Dies erklärt zum Teil die enormen Auswirkungen auf die Fähigkeit der Menschen, ihre Rechte wahrzunehmen und Menschenrechtsverletzungen und Kriegsverbrechen zu dokumentieren. Es erklärt auch einige ungerechtfertigte Systemfehler, darunter die Einstufung der Al-Aqsa-Moschee, der drittheiligste Moschee im Islam, als terroristische Organisation im Jahr 2021, die Übersetzung der Biografien von Instagram-Nutzern mit palästinensischer Flagge in “Gott sei Dank, palästinensische Terroristen kämpfen für ihre Freiheit” und die Löschung von Bildern von Leichen nach dem Bombenanschlag auf das al-Ahli-Krankenhaus mit der Begründung, sie verstießen gegen die Richtlinien zu Nacktheit und sexuellen Aktivitäten Erwachsener.

In der Zwischenzeit erlaubt Meta verifizierten Regierungskonten, die der israelischen Regierung gehören – einschließlich Politikern, der israelischen Armee und ihren Sprechern – Kriegspropaganda und Desinformation zu verbreiten, die Kriegsverbrechen und Verbrechen gegen die Menschlichkeit rechtfertigen, einschließlich Angriffen auf Krankenhäuser und Krankenwagen, gefilmten Geständnissen von palästinensischen Gefangenen und fast täglichen “Evakuierungs”befehlen für palästinensische Zivilisten.

Anstatt die Palästinenser in Gaza vor einem Völkermord zu schützen, vor dem 36 UN-Menschenrechtsexperten und andere Genozidforscher gewarnt haben, hat Meta bezahlte Anzeigen zugelassen, in denen explizit zu einem “Holocaust an den Palästinensern” und zur Vernichtung von “Frauen, Kindern und älteren Menschen in Gaza” aufgerufen wird.

Solche beunruhigenden Aufrufe zur Gewalt sind auch auf anderen Plattformen zu finden.

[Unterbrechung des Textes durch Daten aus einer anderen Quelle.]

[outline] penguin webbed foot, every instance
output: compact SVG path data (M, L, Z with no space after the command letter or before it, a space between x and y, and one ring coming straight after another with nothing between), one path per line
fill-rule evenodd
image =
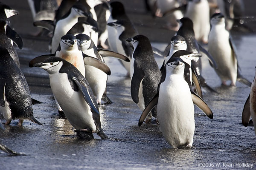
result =
M84 129L80 130L75 130L77 135L81 139L91 140L94 139L93 134L91 130Z

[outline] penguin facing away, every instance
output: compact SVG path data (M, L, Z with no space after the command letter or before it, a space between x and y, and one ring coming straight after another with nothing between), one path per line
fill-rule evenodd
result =
M81 34L77 35L76 37L78 40L79 48L86 55L98 59L102 62L105 62L102 57L112 57L126 62L130 61L129 59L125 56L96 47L90 37L87 35ZM85 66L85 77L96 96L97 103L100 104L102 97L102 100L106 103L111 103L112 102L106 96L107 74L90 66Z
M63 18L56 23L53 31L53 35L51 41L51 51L54 53L59 44L61 37L64 35L70 28L78 21L78 18L88 16L84 6L75 5Z
M139 121L140 126L156 105L161 131L174 148L192 146L195 131L193 102L200 105L209 118L213 118L207 104L190 90L184 79L184 68L185 63L180 58L173 57L168 60L157 93L146 106Z
M143 110L156 93L161 72L156 62L148 39L142 35L128 38L134 51L131 63L131 94L133 100ZM153 116L156 117L155 110ZM150 121L151 116L147 122Z
M255 67L255 74L256 75L256 67ZM247 127L249 124L250 119L251 117L254 126L255 136L256 136L256 76L252 84L249 96L244 103L242 113L242 123Z
M22 72L8 51L0 46L0 111L9 125L12 119L23 119L42 124L33 116L30 92Z
M76 130L93 138L96 133L108 138L101 128L99 108L84 77L69 62L58 57L39 56L29 62L29 67L42 68L49 73L51 88L65 116Z
M218 65L216 73L222 84L236 85L238 80L248 86L251 83L242 77L239 70L236 48L229 31L226 29L224 16L221 13L214 14L211 18L212 28L209 34L208 50Z

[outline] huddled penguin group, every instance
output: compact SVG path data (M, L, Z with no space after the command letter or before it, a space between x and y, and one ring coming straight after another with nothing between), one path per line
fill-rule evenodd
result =
M157 2L156 4L159 4ZM42 125L34 116L32 109L32 104L40 102L31 98L13 45L13 42L20 49L23 46L21 37L8 19L18 12L1 3L0 7L0 112L6 126L15 119L19 120L19 126L24 119ZM149 39L139 33L121 3L63 0L52 20L34 23L52 33L49 42L51 54L35 57L29 66L48 72L58 112L68 120L79 137L92 139L96 133L106 139L109 138L101 127L99 105L102 100L106 105L115 101L108 96L111 71L104 58L118 59L131 78L131 98L142 112L139 126L144 121L149 123L155 119L171 147L192 147L194 105L209 118L213 118L202 88L206 88L207 92L218 93L202 76L203 55L223 85L227 85L227 81L230 81L230 85L235 86L237 80L252 85L242 122L247 126L251 116L256 124L255 82L252 84L240 73L224 16L216 13L210 18L209 7L207 0L188 1L183 16L179 15L177 18L179 27L176 34L162 53L163 62L159 68ZM177 10L180 9L178 7ZM208 51L202 43L208 43ZM0 121L0 128L4 129ZM17 154L1 144L0 149Z

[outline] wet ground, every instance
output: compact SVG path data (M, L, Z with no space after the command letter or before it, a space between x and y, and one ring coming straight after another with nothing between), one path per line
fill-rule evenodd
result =
M119 61L112 58L107 59L106 62L111 69L108 94L113 103L102 105L100 110L105 133L119 140L100 140L96 135L93 140L79 139L68 121L58 119L47 73L28 67L31 59L49 53L49 39L31 36L37 28L32 25L26 1L23 1L20 4L15 0L2 1L20 14L12 20L24 41L24 48L17 51L32 97L44 102L33 106L34 116L44 125L24 121L20 128L15 120L6 126L5 130L0 132L0 142L26 156L10 156L0 151L0 169L226 169L228 166L250 168L245 167L247 163L253 164L253 169L256 169L253 127L245 128L241 123L250 88L238 82L236 87L221 87L219 79L205 59L203 75L218 94L203 92L213 112L212 120L195 107L195 130L191 149L171 149L156 124L138 127L141 112L131 97L130 79ZM148 36L154 46L164 49L168 39L164 35L173 33L164 29L157 31L159 24L163 23L161 19L153 20L139 8L132 12L134 8L130 6L126 6L131 17L137 16L135 22L140 33ZM143 22L145 25L140 24ZM151 23L154 24L149 27ZM256 65L256 35L235 33L233 36L242 74L252 81ZM163 60L158 57L156 59L160 64Z

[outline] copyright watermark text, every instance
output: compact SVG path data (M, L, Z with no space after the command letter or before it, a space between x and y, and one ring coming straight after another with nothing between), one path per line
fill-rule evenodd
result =
M253 168L253 164L251 164L247 162L242 163L227 163L227 162L218 162L218 163L207 163L200 162L198 164L199 167L246 167Z

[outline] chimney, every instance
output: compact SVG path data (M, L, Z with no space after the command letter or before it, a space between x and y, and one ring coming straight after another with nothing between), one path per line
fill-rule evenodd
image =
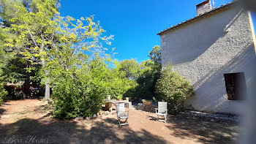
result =
M206 0L197 5L197 15L203 15L211 10L211 4L210 0Z

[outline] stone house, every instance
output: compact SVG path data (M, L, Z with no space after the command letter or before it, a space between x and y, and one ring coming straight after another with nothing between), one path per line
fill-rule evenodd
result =
M207 0L197 16L159 32L162 64L193 85L187 108L241 114L255 67L255 37L250 12L233 1L213 9Z

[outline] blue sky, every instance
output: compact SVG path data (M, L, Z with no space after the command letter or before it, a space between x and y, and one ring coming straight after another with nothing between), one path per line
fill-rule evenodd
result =
M105 34L114 35L110 48L116 48L115 58L140 62L148 59L154 45L160 45L158 32L195 17L195 5L203 1L61 0L60 12L75 18L94 15L106 30ZM215 7L230 1L214 0Z

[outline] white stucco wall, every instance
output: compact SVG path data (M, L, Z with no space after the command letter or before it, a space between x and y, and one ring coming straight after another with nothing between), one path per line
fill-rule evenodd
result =
M173 69L193 84L196 94L185 106L206 112L241 114L244 101L230 101L225 73L244 72L247 88L254 75L255 52L246 11L232 6L224 12L161 35L162 67Z

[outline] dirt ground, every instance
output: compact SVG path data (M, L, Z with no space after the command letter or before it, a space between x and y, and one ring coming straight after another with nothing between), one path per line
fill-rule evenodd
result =
M233 143L238 124L202 121L129 109L129 126L119 127L116 115L91 120L53 118L37 99L9 101L0 107L0 143Z

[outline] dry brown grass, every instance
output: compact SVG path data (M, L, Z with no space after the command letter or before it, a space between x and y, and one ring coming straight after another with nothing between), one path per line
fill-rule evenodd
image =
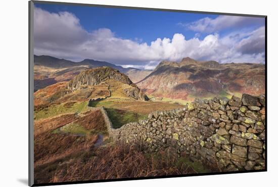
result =
M74 114L68 114L35 121L34 123L35 140L38 135L61 127L77 118L78 117Z
M77 136L64 133L44 133L34 142L34 166L63 159L89 150L98 139L98 135Z
M106 131L107 128L102 113L100 110L89 111L76 121L76 123L83 126L87 130Z

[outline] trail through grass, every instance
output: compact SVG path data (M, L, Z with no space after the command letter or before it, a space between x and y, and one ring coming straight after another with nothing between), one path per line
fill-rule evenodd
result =
M136 113L113 108L106 108L114 128L118 128L125 124L146 119L147 115Z

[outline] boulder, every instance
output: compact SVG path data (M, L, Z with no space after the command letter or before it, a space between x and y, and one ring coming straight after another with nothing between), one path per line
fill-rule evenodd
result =
M262 142L255 139L249 139L247 142L248 146L259 149L262 148L263 144Z
M232 135L230 137L230 142L231 143L238 146L247 146L247 139L234 135Z
M241 106L242 103L240 98L233 96L231 99L229 101L228 104L231 106L239 107Z
M260 106L259 98L248 94L243 93L241 99L242 104L245 106Z
M231 153L239 157L246 158L247 156L247 147L234 144L233 146Z

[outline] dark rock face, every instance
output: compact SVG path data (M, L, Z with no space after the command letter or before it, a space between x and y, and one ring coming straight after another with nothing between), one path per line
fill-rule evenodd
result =
M100 84L106 80L113 79L126 84L130 86L123 89L126 96L135 100L148 101L149 98L128 77L119 70L108 67L101 67L81 72L69 82L67 88L72 90L82 89L87 86Z
M264 113L249 110L244 104L254 105L250 101L259 99L246 98L244 102L237 97L196 100L183 109L151 113L148 119L115 129L112 136L128 144L140 142L146 152L170 147L193 160L216 164L222 171L263 169Z
M69 82L67 88L80 89L83 86L97 85L110 79L128 85L132 84L128 77L120 73L119 70L104 66L81 72Z

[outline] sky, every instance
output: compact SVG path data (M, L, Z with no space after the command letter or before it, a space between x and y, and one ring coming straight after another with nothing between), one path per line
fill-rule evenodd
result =
M264 18L35 4L34 52L153 69L189 57L264 63Z

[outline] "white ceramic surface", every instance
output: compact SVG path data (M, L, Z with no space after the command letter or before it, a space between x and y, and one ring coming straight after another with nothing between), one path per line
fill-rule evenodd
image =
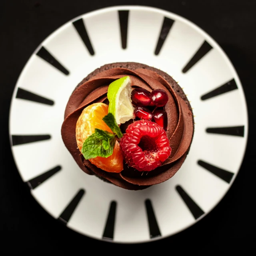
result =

Tatsächlich scheint X bei der Menge an Hassreden und Aufrufen zur Gewalt gegen Palästinenser führend zu sein. Nach Angaben der palästinensischen Organisation für digitale Rechte 7amleh wurden seit dem 7. Oktober mehr als zwei Millionen solcher Beiträge auf der Plattform veröffentlicht.

Telegram beherbergt auch eine Reihe israelischer Kanäle, die offen zum Völkermord aufrufen und die kollektive Bestrafung des palästinensischen Volkes feiern. In einer Gruppe mit dem Namen “Nazi Hunters 2023” posten die Moderatoren Bilder von palästinensischen Persönlichkeiten mit Fadenkreuzen im Gesicht sowie deren Wohnadressen und rufen dazu auf, sie zu eliminieren.

Bislang scheinen die Social-Media-Unternehmen den Ernst der Lage nicht erkannt zu haben. Insbesondere Meta scheint wenig aus seiner Rolle beim Völkermord an den Rohingya in Myanmar im Jahr 2017 gelernt zu haben.

Die Palästinenser zum Schweigen zu bringen und gleichzeitig Desinformation und Gewalt gegen sie zu fördern, könnte der Modus Operandi für Social-Media-Plattformen gewesen sein, da es keine vernünftige Rechenschaftspflicht gibt. Aber diese Runde ist anders. Meta läuft Gefahr, erneut in einen Völkermord verwickelt zu werden und muss seinen Kurs korrigieren, bevor es zu spät ist. Die Verantwortung für den Schutz der Nutzer und die Wahrung der Meinungsfreiheit gilt auch für andere Social-Media-Plattformen.